THE MAGIC OF SHEEP – FELT AS SACRED SIGNIFICATION
My experience is that only the wool from a live sheep felts. Felt is the oldest ennobled substance and the “second skin” of the man. It is living substance giving spirit and life to all art representations. Just as a tattooed skin is alive (also ancient nomadic art), felted wool is alive. Both serve to bring together man, spirit, nature and journey. The felting process itself is part dance, part trance.

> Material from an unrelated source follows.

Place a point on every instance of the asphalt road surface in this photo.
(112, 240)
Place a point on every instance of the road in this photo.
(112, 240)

Domestic sheep were not treated as totem animals, but they are very valuable. Their wild ancestors are described in ancient Mongolian felt a lot; a wild sheep is one of the most frequently represented animal figure. Sheep is also the most eaten animal in various rituals. The appreciation of the sheep is high also still in the present Mongolia: out of ten matters which the Mongolians regarded as most important, sheep is the first and surely not because of its nutritive value. From the living wool that is walking along, man gets materials for sheds, yurt and clothing, art and ritual. At the same time the sheep carries in his back a living story and knowledge of the days of ancestors.

Wool for me is a living agent with its own memory and physics. Felting works as a receiver, a navel cord, between knowledge, thoughts and feelings and the surrounding world, between the present and the past. My work with felt is a research about connection and knowledge between natural science, mythology and a living metaphysics.